Western critics often describe Islamic law as rigid, yet Islamic jurisprudence historically contained diverse interpretations across regions and schools. In some periods of history, Muslims, Christians, and Jews lived under systems that allowed communal autonomy long before Europe embraced modern religious tolerance.
None of this means Muslim societies were perfect. They were not. Muslim empires committed injustices just as European powers did. But reducing Islamic civilization to tyranny while portraying Western civilization as naturally liberal is historically dishonest.
Freedom According to Whom?
Many Western thinkers define liberty almost entirely in terms of radical individual autonomy. The ideal human being becomes someone detached from tradition, religion, and inherited moral limits.
Islam approaches freedom differently.
In Islamic thought, freedom is not simply the removal of restraints. It is liberation from domination by other human beings, by greed, by ego, and by injustice. A person addicted to power, wealth, or desire may appear “free” in a modern liberal sense while remaining deeply enslaved internally.
This is why many Muslim thinkers see moral discipline not as the enemy of liberty but as one of its conditions.
Muhammad Iqbal once warned against societies that worship material freedom while neglecting the human soul. He admired aspects of Western dynamism and scientific progress, yet criticized a civilization that could produce both democracy and colonial exploitation at the same time.
That criticism still feels relevant today.
Modern Western states often present themselves as guardians of universal liberty while supporting dictatorships abroad, surveilling populations, restricting speech during political crises, or treating Muslim religious expression as inherently suspicious. Debates over hijabs, minarets, Islamic schools, and Muslim immigration frequently reveal that “freedom” becomes negotiable when Islam enters the conversation.
The Selective Memory of History
Another major misunderstanding is the belief that liberty itself is an exclusively Western invention.
This ignores centuries of intellectual exchange.
European philosophers inherited mathematics, philosophy, medicine, and political thought through contact with Muslim civilization. Cities like Cordoba and Baghdad were centers of learning while much of medieval Europe was still emerging from political fragmentation. Muslim scholars preserved and expanded Greek philosophy, influencing later European intellectual development.
Even the idea that authority should be morally constrained existed deeply within Islamic political thought. Many Muslim scholars openly challenged rulers and argued that unjust governance violated Islamic principles.

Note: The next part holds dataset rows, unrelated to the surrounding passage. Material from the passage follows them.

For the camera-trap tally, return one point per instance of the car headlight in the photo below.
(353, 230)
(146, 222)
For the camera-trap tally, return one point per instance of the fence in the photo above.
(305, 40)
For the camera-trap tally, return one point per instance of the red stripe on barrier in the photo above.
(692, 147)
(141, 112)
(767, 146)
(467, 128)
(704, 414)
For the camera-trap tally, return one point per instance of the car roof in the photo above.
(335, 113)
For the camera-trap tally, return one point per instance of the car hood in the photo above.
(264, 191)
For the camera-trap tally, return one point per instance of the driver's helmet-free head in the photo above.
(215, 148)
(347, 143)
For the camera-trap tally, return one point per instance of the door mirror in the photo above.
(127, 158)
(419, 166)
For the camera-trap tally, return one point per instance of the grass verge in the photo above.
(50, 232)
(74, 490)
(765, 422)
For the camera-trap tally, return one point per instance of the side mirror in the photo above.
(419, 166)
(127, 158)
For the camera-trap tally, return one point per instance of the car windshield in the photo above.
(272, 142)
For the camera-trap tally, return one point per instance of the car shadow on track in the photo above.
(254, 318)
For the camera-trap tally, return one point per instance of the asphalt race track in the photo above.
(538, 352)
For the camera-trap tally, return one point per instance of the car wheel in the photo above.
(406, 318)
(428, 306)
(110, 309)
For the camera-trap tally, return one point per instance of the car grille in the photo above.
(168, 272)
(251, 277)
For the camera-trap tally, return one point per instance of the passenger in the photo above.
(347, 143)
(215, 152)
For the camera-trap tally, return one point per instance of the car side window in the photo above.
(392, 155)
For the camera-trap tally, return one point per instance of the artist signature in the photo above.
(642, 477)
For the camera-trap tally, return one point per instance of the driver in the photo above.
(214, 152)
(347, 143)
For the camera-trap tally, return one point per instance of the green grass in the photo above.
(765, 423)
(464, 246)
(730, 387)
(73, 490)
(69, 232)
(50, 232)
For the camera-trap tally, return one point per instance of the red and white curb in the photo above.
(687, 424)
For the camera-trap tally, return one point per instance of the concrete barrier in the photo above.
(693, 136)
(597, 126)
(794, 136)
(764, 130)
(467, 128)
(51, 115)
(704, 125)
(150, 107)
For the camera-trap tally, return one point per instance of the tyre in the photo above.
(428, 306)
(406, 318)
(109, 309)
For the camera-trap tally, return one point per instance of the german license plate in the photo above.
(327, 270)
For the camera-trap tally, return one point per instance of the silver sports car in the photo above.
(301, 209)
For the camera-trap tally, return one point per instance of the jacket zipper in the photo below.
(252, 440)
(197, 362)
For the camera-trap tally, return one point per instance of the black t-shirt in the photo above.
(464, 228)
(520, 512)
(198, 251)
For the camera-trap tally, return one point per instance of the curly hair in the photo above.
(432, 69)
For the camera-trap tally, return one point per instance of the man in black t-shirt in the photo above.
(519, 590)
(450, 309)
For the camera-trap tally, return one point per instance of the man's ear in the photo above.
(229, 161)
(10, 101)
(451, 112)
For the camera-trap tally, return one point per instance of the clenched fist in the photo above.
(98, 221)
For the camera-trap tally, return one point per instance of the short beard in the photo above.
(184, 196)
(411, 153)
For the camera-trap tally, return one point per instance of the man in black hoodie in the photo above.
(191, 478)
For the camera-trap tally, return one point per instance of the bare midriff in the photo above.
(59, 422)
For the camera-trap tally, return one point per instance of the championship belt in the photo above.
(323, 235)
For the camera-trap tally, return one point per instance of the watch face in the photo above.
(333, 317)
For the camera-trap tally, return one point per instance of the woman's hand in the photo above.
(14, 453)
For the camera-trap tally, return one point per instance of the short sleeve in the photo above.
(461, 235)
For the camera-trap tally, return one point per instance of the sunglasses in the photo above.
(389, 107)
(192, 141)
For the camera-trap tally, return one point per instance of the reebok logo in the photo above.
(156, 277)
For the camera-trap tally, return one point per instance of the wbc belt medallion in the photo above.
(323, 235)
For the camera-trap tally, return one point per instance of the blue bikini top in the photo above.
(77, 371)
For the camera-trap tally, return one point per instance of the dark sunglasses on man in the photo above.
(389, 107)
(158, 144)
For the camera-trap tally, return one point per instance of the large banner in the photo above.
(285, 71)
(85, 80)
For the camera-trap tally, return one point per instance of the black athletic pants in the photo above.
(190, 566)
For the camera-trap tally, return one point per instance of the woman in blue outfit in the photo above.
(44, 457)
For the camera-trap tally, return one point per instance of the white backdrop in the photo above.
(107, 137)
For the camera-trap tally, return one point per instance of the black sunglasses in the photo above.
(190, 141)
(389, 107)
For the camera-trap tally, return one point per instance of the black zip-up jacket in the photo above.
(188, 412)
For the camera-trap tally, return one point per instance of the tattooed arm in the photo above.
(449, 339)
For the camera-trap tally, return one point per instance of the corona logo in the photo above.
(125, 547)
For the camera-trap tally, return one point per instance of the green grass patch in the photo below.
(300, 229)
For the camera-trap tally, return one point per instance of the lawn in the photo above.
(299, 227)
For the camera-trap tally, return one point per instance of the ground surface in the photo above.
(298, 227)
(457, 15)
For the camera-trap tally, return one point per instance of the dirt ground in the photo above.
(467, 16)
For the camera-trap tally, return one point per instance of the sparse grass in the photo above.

The belief that power must answer to ethics was never foreign to Islam.
The real issue is that many Western narratives measure liberty only through secular liberal standards. If freedom does not look European, it is often dismissed as incomplete or false.
But civilizations define human flourishing differently.
A society where family bonds, spiritual purpose, and communal ethics matter deeply may not fit modern liberal expectations, yet that does not automatically make it oppressive. Sometimes, the Western demand that every culture become a mirror image of Europe becomes its own form of intellectual intolerance.
Beyond the False Choice
The debate between Islam and liberty is often framed as if Muslims must choose one or the other. But history shows that Muslims have long struggled for justice, dignity, constitutionalism, and limits on power in ways rooted within their own traditions.
The real question is not whether Islam can coexist with liberty.
It is whether modern discussions of liberty are willing to move beyond colonial assumptions and recognize that freedom may have more than one intellectual language.
Because once liberty becomes the monopoly of one civilization, it quietly stops being liberty at all.